The syntax of this command is as follows:
traceroute [ip_address [size packet]]
The arguments and option are as follows:
•ip_address—IP address for the route. Enter an IP address in dotted-decimal notation (for example, 172.27.16.10). This argument is optional if you do not include it with the command. You are prompted for an IP address.
•size packet—(Optional) Specifies the packet size. Enter a number from 40 to 452. The default is 40.
For example, to trace the IP address 192.168.173.140, enter:
host1/Admin# traceroute 192.168.173.140
traceroute to 192.168.173.140 (192.168.173.140), 30 hops max, 40 byte packets
1 192.86.215.2 (192.86.215.2) 0.558 ms 0.325 ms 0.297 ms
2 * * *
3 * * *
To terminate a traceroute session, press Ctrl-C.
You can use traceroute on ACE-configured IP addresses, however there are certain restrictions. When you use traceroute to a configured ACE IP interface:
•ICMP traceroute works when you configure a management policy to permit ICMP traffic, similar to the following example:
class-map type management match-any remote-access
description remote-access-traffic-match
match protocol icmp any
Note Most traceroutes use the default protocol of UDP. Use a command line option to change traceroute to ICMP. For example, in Linux, use the -I option.
•UDP or TCP-based traceroute does not work. There is no method to permit UDP or TCP traffic to ephemeral ports going to the ACE.
When you use UDP, TCP, or ICMP-based traceroute to a host behind the ACE, it works as expected. However, the ACE does not appear in the traceroute as a hop. The ACE does not decrement the TTL of IP packets that it forwards.
When you use traceroute to a VIP address configured on the ACE, the ACE does not intercept traceroute packets sent to the configured VIP address. The ACE attempts to match the packet to the load-balance policies. If a protocol match occurs, the ACE sends the packet to the real server that responds to the traceroute accordingly.
To display IP routes on the ACE, use the show ip route command in Exec mode. For example, enter:
host1/Admin# show ip route
Table 1-2 describes the fields in the show ip route command output.
To display the route summary for the current context, use the show ip route summary command. For example, enter:
host1/Admin# show ip route summary
Table 1-3 describes the fields in the show ip route summary command output.
To display IP traffic information, use the show ip traffic command in Exec mode. The syntax of this command is as follows:
show ip traffic
For example, enter:
host1/Admin# show ip traffic
Table 1-4 describes the fields in the show ip traffic command output.
The show ip route internal command is used for debugging purposes.
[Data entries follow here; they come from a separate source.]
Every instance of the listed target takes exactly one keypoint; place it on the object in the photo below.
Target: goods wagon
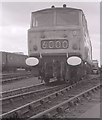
(12, 61)
(59, 44)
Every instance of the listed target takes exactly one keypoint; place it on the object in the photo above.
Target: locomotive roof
(57, 8)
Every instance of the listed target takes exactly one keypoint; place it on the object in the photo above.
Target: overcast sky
(16, 22)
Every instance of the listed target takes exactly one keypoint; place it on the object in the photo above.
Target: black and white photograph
(50, 60)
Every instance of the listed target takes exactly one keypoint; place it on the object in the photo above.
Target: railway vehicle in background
(59, 44)
(12, 62)
(95, 67)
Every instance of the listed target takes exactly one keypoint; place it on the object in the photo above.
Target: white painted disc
(74, 60)
(32, 61)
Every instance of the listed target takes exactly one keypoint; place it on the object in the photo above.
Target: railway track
(18, 100)
(14, 78)
(46, 104)
(10, 75)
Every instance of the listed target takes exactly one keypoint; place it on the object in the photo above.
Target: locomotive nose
(74, 60)
(32, 61)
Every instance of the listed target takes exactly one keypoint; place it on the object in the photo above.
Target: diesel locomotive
(11, 62)
(59, 44)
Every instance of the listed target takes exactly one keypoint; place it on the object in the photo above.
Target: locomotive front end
(55, 42)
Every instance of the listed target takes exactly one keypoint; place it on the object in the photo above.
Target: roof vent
(52, 6)
(64, 5)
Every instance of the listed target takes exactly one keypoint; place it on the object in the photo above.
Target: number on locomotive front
(54, 44)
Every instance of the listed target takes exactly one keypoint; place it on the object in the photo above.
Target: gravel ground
(82, 108)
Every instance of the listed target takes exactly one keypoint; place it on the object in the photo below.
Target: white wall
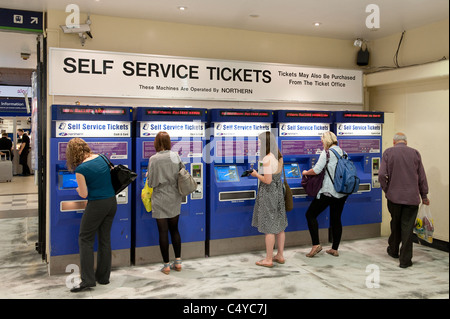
(421, 111)
(13, 44)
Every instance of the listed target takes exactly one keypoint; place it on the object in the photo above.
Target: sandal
(278, 260)
(332, 252)
(164, 269)
(259, 263)
(176, 265)
(314, 251)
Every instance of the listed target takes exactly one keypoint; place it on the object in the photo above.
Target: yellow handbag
(146, 196)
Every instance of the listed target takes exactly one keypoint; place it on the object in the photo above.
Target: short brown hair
(162, 142)
(76, 152)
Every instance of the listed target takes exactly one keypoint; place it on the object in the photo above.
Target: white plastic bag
(424, 227)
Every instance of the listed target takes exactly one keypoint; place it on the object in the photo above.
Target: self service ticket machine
(186, 128)
(107, 130)
(359, 134)
(233, 149)
(299, 141)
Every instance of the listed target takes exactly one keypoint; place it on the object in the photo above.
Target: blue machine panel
(299, 135)
(359, 134)
(107, 130)
(233, 149)
(186, 128)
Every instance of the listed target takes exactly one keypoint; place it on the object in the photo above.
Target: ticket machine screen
(226, 173)
(292, 170)
(67, 180)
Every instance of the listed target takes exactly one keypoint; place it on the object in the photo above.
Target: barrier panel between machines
(359, 134)
(299, 141)
(232, 150)
(186, 128)
(107, 130)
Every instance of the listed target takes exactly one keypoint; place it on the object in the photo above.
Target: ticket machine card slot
(67, 180)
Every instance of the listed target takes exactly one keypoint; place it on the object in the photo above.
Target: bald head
(400, 138)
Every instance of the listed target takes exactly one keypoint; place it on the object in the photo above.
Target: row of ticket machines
(217, 146)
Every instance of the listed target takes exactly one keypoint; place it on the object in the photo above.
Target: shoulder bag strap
(326, 165)
(107, 161)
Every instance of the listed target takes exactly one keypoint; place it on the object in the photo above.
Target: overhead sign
(21, 20)
(112, 74)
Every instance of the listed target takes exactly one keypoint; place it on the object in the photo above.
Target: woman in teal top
(94, 183)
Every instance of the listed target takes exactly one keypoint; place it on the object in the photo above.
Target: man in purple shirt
(402, 178)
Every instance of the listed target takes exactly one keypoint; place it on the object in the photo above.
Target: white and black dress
(269, 213)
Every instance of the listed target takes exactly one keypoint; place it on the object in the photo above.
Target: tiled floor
(363, 270)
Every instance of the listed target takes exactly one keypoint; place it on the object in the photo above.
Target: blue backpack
(346, 181)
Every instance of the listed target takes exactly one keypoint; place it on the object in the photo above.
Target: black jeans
(97, 219)
(402, 225)
(166, 225)
(316, 207)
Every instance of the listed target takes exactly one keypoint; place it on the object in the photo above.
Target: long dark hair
(269, 145)
(162, 142)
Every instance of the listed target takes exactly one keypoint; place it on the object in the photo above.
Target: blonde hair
(76, 152)
(329, 139)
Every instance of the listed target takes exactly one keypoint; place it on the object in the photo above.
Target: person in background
(162, 176)
(269, 213)
(94, 183)
(327, 196)
(23, 152)
(404, 182)
(6, 145)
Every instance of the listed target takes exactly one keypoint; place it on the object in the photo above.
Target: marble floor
(362, 271)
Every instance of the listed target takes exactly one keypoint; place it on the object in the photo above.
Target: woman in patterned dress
(269, 214)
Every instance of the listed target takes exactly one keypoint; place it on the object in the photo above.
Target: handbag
(186, 183)
(121, 176)
(313, 183)
(288, 199)
(146, 197)
(424, 226)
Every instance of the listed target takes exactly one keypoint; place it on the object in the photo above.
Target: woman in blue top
(327, 196)
(94, 183)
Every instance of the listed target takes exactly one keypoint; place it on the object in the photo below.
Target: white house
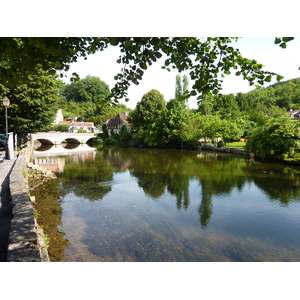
(59, 117)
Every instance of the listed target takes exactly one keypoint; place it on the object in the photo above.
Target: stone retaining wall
(26, 243)
(238, 152)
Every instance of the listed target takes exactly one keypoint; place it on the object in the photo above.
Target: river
(163, 205)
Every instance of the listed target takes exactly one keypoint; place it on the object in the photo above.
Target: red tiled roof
(116, 120)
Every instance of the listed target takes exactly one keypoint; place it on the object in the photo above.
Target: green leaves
(282, 41)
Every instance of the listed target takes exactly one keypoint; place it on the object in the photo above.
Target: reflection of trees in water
(280, 184)
(49, 209)
(158, 171)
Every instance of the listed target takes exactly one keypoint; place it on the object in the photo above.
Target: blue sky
(275, 59)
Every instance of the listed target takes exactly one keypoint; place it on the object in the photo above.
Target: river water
(163, 205)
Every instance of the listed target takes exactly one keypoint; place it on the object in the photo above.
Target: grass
(236, 145)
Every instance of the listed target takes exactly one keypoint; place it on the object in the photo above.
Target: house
(77, 125)
(116, 122)
(295, 114)
(58, 117)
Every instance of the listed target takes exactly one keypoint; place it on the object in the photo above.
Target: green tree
(182, 85)
(204, 58)
(174, 120)
(277, 138)
(148, 109)
(88, 89)
(34, 103)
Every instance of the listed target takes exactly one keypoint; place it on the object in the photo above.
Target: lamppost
(6, 103)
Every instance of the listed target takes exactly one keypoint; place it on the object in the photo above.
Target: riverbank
(26, 242)
(235, 151)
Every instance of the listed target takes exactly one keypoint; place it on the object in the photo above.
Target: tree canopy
(33, 103)
(206, 59)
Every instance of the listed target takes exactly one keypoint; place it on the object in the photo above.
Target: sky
(285, 62)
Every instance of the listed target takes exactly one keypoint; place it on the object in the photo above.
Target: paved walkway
(5, 206)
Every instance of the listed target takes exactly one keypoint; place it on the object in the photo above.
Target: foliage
(88, 89)
(206, 59)
(182, 86)
(278, 138)
(148, 109)
(85, 99)
(62, 127)
(34, 103)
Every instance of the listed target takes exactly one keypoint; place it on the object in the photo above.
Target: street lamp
(6, 103)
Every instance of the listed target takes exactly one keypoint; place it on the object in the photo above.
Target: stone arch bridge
(59, 137)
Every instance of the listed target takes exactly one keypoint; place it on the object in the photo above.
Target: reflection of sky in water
(127, 225)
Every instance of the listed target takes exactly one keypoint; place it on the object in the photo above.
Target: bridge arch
(45, 141)
(71, 141)
(57, 138)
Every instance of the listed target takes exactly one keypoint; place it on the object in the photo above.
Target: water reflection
(126, 202)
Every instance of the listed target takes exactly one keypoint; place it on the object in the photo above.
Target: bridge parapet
(57, 138)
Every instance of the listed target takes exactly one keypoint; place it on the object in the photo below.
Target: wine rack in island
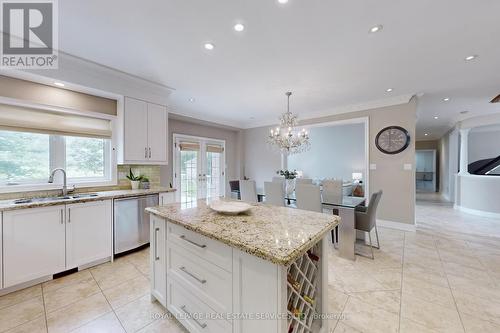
(304, 292)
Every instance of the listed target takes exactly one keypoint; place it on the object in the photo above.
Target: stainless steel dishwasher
(131, 222)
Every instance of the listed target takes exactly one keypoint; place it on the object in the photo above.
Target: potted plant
(290, 180)
(135, 181)
(145, 183)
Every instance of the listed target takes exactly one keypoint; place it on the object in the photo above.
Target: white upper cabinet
(33, 243)
(145, 133)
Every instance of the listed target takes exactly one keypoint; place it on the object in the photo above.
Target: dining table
(345, 207)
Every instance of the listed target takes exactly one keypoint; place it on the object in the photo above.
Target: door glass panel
(213, 174)
(189, 175)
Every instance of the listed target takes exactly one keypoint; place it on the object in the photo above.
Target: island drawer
(198, 245)
(208, 281)
(195, 315)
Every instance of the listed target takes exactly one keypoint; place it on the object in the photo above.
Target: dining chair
(248, 190)
(365, 219)
(308, 197)
(275, 194)
(303, 181)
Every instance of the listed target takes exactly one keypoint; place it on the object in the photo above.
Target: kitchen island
(263, 271)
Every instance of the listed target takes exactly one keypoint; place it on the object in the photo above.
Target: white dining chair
(248, 190)
(308, 197)
(275, 194)
(303, 181)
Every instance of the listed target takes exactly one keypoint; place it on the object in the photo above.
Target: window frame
(57, 156)
(57, 159)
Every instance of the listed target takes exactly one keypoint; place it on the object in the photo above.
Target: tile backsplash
(152, 172)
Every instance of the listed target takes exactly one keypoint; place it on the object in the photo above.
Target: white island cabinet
(261, 272)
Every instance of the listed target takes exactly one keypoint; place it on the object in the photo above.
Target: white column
(464, 151)
(284, 162)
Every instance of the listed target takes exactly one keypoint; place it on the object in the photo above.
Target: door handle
(202, 281)
(201, 246)
(157, 230)
(202, 325)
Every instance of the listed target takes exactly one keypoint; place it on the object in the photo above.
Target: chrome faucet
(51, 179)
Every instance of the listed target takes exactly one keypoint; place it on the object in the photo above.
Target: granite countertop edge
(281, 260)
(9, 205)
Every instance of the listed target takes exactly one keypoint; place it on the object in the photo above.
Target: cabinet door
(88, 232)
(33, 244)
(157, 133)
(157, 257)
(135, 130)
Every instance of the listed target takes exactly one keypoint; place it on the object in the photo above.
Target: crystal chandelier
(285, 137)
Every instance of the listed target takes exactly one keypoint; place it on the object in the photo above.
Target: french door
(199, 168)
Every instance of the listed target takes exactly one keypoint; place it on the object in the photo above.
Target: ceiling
(321, 50)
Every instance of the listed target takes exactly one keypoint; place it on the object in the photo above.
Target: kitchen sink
(84, 195)
(55, 198)
(43, 199)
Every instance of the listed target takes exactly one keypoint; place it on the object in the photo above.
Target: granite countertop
(276, 234)
(10, 204)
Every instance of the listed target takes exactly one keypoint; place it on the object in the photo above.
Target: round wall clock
(392, 140)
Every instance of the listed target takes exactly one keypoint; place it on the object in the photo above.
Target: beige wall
(188, 126)
(43, 94)
(398, 201)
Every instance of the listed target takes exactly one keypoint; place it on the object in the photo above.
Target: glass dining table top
(344, 201)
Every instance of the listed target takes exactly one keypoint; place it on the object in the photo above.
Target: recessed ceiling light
(239, 27)
(376, 28)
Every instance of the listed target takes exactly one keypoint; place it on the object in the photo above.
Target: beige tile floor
(443, 278)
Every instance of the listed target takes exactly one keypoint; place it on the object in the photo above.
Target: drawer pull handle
(183, 308)
(157, 230)
(202, 281)
(194, 243)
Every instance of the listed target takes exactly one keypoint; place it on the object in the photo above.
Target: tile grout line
(107, 301)
(44, 309)
(451, 290)
(401, 290)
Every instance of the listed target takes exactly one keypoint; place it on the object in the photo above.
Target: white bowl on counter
(230, 207)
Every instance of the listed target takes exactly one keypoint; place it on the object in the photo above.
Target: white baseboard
(396, 225)
(477, 212)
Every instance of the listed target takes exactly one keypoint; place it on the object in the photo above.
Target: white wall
(483, 144)
(260, 161)
(336, 152)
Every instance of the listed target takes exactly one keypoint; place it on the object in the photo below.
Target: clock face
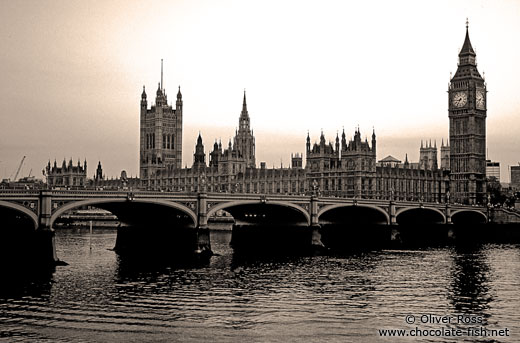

The output of this command is for use by trained Cisco personnel as an aid in debugging and troubleshooting the ACE. For information on the command syntax, see the Cisco 4700 Series Application Control Engine Appliance Command Reference.
The forwarding information base (FIB) table contains information that the forwarding processors require to make IP forwarding decisions. This table is derived from the route and ARP tables. To display the FIB table for the context, use the show ip fib command. For example, enter:
host1/Admin# show ip fib
Table 1-5 describes the fields in the show ip fib command output.
To display a summary of the FIB table for the context, use the show ip fib summary command. For example, enter:
host1/Admin# show ip fib summary
Table 1-6 describes the fields in the show ip fib summary command output.
The show ip fib command is used for debugging purposes. The output of this command is for use by trained Cisco personnel as an aid in debugging and troubleshooting the ACE. For information on the command syntax, see the Cisco 4700 Series Application Control Engine Appliance Command Reference.